Первое время родителей не трогали. Как блокадникам им даже выделили дополнительный паек. Но уже через месяц папе принесли повестку с требованием явиться в исполком соседнего поселка Добрянка, где определили в крановщики и поселили в общежитие. Теперь он приходил в Полазну лишь в выходные: шел пешком тридцать километров. А еще через какое-то время его отправили на поселение — в город Краснотурьинск Свердловской области.
Вначале жил там за колючей проволокой, как и другие этнические немцы и раскулаченные крестьяне, мобилизованные в трудовую армию. Но отец и тут смог проявить артистические наклонности и организовал драматический ансамбль. Директору алюминиевого завода искусство оказалось не чуждо, и он разрешил отцу в определенные дни выходить за территорию лагеря, а потом даже переселиться в город.
Вот только пробыл папа в ссылке больше пятнадцати лет.
Забегая вперед, расскажу: в 1998 году я ходила в Большой дом — так в Петербурге называют бывшее здание НКВД — просила, чтобы дали посмотреть папино дело. С трепетом беру папочку, на ней написано: «Леонид Урлауб». Поверх исправлено на «Людвиг». Человеку поломали судьбу, украли столько лет жизни, даже не зная толком его имени! В дело оказались подшиты бесчисленные мамины прошения, перечеркнутые начальниками: «Я полагал бы отказать». Ничего себе формулировочка!

В конце 1944 года с нашим хореографическим училищем я вернулась в Ленинград. Мама еще оставалась на Урале, и я поселилась в общежитии. Девчонки недоумевали: «Почему ты не идешь на свою Таврическую улицу?»
А я просто не могла, так было страшно. Знала, что родители распродали все, что смогли, а оставшиеся вещи заперли в одной из комнат — той самой, «половинчатой». Однажды все-таки решилась. На двери по-прежнему сверкала табличка «Л. Урлауб». Открыла незнакомая женщина, спрашивает:
— Девочка, тебе чего?
Я, конечно, заплакала: — Мы тут живем...
Мария Васильевна — так звали новую соседку — все сразу поняла, впустила, сбегала к управдому за ключом от нашего бывшего жилья.
Господи, что я пережила, переступив порог, — словами это не опишешь. Металась по этой комнате как сумасшедшая. Передо мной были жалкие остатки уюта, окружавшего меня с рождения. Адская боль!
Вскоре вернулась мама. У нее не было никакой профессии, и она устроилась в военное ателье напротив дома ночным сторожем: надо было на что-то жить. Платили там, конечно, гроши, но главное — выдали рабочую карточку. Я, окончив школу, поступила в кордебалет Театра эстрады, а затем в Театр музкомедии. Раз в квартал демонстрировала туалеты в Ленинградском доме мод, триста рублей, которые платили за конференцию — так тогда называли показ одежды, стали для нас серьезным подспорьем.

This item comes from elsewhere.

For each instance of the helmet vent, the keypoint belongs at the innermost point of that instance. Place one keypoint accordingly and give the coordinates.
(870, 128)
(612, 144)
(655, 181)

Смотрела на шикарные вещи, в которые меня наряжали: неужели и у меня когда-нибудь могут быть такие?
Однажды замечательный комик и симпатяга Анатолий Королькевич, снявшийся в фильмах «Антон Иванович сердится», «Музыкальная история», надоумил меня сфотографироваться и передал мои карточки в актерский отдел «Ленфильма». Сегодня смотрю вокруг: батеньки мои! Девочки дебютируют в кино сразу в главной роли и вмиг становятся звездами. А в моей молодости начинали с массовочки — четыре с полтиной за съемочный день, следующая ступенька — групповочка, и только потом — эпизод и упоминание в титрах.
Вот и в картине Григория Козинцева «Пирогов» я должна была играть эпизод — скакать верхом. На съемках стажировались студенты Григория Михайловича — Стасик Ростоцкий, Веня Дорман, Эдик Рязанов. Козинцев давал им подзаработать, занимал в эпизодах. Как-то меня определили в пару к Ростоцкому. Сижу верхом на лошади, Стасик стоит рядом. И вдруг моя лошадка решила подвигаться и раз — наступила ему копытом на ногу. Боль, должно быть, адская, а Ростоцкий никак не реагирует. Поймал мой ошарашенный взгляд: «Да-да, Таня, и такое случается». Оказалось, Стасик потерял на войне ногу и у него был деревянный протез.